Moskovitz B L
Clinical Research Division, Rhone-Poulenc Pharmaceuticals, Princeton, New Jersey 08543.
Antimicrob Agents Chemother. 1988 Sep;32(9):1300-3. doi: 10.1128/AAC.32.9.1300.
An open-label, multicenter clinical trial assessed the tolerance of HPA-23 (ammonium-21-tungsto-9-antimoniate) in patients with acquired immune deficiency syndrome. Sixty-nine patients were sequentially assigned to receive 0.25, 0.5, 1.0, or 2.0 mg of HPA-23 per kg intravenously 5 days per week for 8 weeks. HPA-23 was fairly well tolerated at doses of 1.0 mg/kg or less; nearly 60% of patients given 2.0 mg/kg discontinued treatment. Twenty-six patients discontinued treatment because of adverse events or concurrent illness. HPA-23 produced dose-related decreases in platelet count and increases in serum glutamine oxalacetic transaminase. There were no changes in immune system function, as determined by total lymphocyte count, T4-cell count, T8-cell count, and T4/T8 ratio. The effects of HPA-23 seemed to be more closely related to the total dose than to the daily dose. No improvement in the clinical status of the patients was observed during the 8 weeks of treatment.

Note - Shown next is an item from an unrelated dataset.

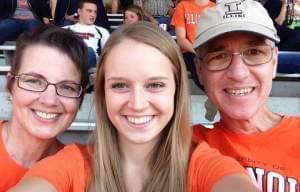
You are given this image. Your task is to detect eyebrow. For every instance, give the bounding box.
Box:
[202,37,267,53]
[107,76,169,81]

一项开放标签、多中心的临床试验评估了艾滋病患者对HPA - 23(二十一钨九锑酸铵)的耐受性。69名患者被依次分配,每周5天,静脉注射每千克体重0.25、0.5、1.0或2.0毫克的HPA - 23,持续8周。剂量为1.0毫克/千克及以下时,HPA - 23的耐受性相当良好;近60%接受2.0毫克/千克剂量的患者停止了治疗。26名患者因不良事件或并发疾病而停止治疗。HPA - 23导致血小板计数呈剂量相关下降,血清谷草转氨酶升高。通过总淋巴细胞计数、T4细胞计数、T8细胞计数和T4/T8比值测定,免疫系统功能没有变化。HPA - 23的作用似乎与总剂量的关系比与每日剂量的关系更为密切。在治疗的8周内,未观察到患者临床状况的改善。